Millions Of Dead Cowboys

Man könnte meinen, nach „Mein Trumpf“ von 2017 wäre Dave Dictor angesichts der Aussichten auf eine zweite Trump-Amtszeit eher nach noch mehr Wut und lautem Protest zumute. Aber das Gegenteil ist der Fall: Zusammen mit Mike Smith (und Christ Finster) hat sich Dictor mit meist akustischer, aber auch mal elektrischer Gitarre/Bass-Begleitung (auch mal Mundharmonika) eine ganze Reihe alter MDC-Klassiker vorgenommen wie „Corporate deathburger“, „My family is a little weird“, „John Wayne“ oder „Chicken squawk“ und auch neues Material eingestreut und daraus eine „Cowboy-Platte“ gezimmert.
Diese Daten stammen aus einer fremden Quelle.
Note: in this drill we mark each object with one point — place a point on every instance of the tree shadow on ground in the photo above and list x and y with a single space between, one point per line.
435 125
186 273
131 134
Nein, wie Cowboy-Musik, nach Country klingt „Millions Of Dead Cowboys“ nicht wirklich, sondern eben so, wie es sich anhört, wenn man nach Lagerfeuer-Art zusammen Musik macht – MDC akustisch eben. Und ziemlich leise, fein artikuliert ist der Gesang, kein bäriges Gegröle, man versteht die Texte auch ohne Textblatt. Über die Jahre konnte man das auch schon mal bei verschiedener Gelegenheit erleben, fällt mir da gerade auf, beim Rebellion Festival sah ich Dave mal in diesem Set-up im Wintergardens-Pub. Jetzt noch ein Notenheft nachlegen und die Kids können das zum Gitarrenunterricht mitnehmen – jeder sollte „John Wayne was a Nazi“ singen und spielen können. Wer freilich „richtigen“ Punk bevorzugt, wird dieses Album völlig lahm finden.